В пьесе Евреинова «Самое главное» один из персонажей утверждает:
Да ведь все наше воспитание сводится к приучению сдерживать свои естественные порывы, подражая идеалу, до которого трудно возвыситься. Все наше воспитание не что иное, как обучение роли милого, доброго, вежливого человека, роли альтруиста… храбреца, симпатичного или просто светского человека – обученье до тех пор, пока роль не станет второй натурой[898].

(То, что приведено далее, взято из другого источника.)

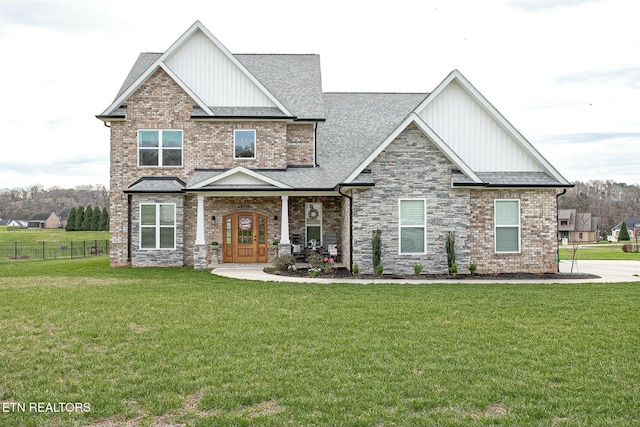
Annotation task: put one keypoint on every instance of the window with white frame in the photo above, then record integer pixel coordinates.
(244, 144)
(413, 226)
(157, 226)
(159, 148)
(507, 226)
(313, 223)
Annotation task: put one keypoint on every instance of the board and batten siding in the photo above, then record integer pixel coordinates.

Однако термин «вторая природа» появился не в театре, а – подобно многим другим понятиям наук о человеке – в средневековой юриспруденции. Так называли приобретенное человеком в силу обычаев и установлений – в отличие от присущего ему от рождения. Вначале привычку – вторую природу – не противопоставляли первой, но позднее стали считать результатом насилия над первой, плодом воспитательных и дисциплинарных воздействий. «Прометейское» отношение к природе человек перенес на себя, на собственную натуру, подчиняя и конструируя ее. Он создает культурные образцы того, что «нормально» или «естественно», которые в конечном счете находят путь в тело, фиксируются в повседневных привычках, позах, движениях. Физкультура, спорт и фитнес, правила, относящиеся к осанке, манерам и этикету, двигательные навыки работы, отдыха и молитвы, способы сидеть, лежать или идти – все это можно считать, вслед за Марселем Моссом и Мишелем Фуко, «техниками тела», «телесными практиками»[899]. Они инвестируют в тело, маркируют его, тренируют и мучают, заставляют выполнять задания, участвовать в ритуалах и создавать знаки.
В театре это прекрасно понимали задолго до Фуко. Cвой главный совет актеру Станиславский сформулировал так: «Певцам необходимы вокализы, танцовщикам – экзерсисы, а сценическим артистам – тренинг и муштра по указаниям “системы”… познайте свою природу, дисциплинируйте ее, и, при наличии таланта, вы станете великим артистом». Чтобы нечто стало «естественным», «второй натурой», нужны, считал он, годы тренировок[900]. Интересно, что тот момент, когда Станиславский пришел к осознанию необходимости телесных практик, совпал с его знакомством с искусством Дункан и ее тогдашнего спутника, Гордона Крэга. Именно тогда режиссер заметил в себе «вывих между внутренними побуждениями творческих чувств и воплощением их своим телесным аппаратом». А убедившись в неадекватности своего «телесного аппарата», он вплотную занялся «системой»[901].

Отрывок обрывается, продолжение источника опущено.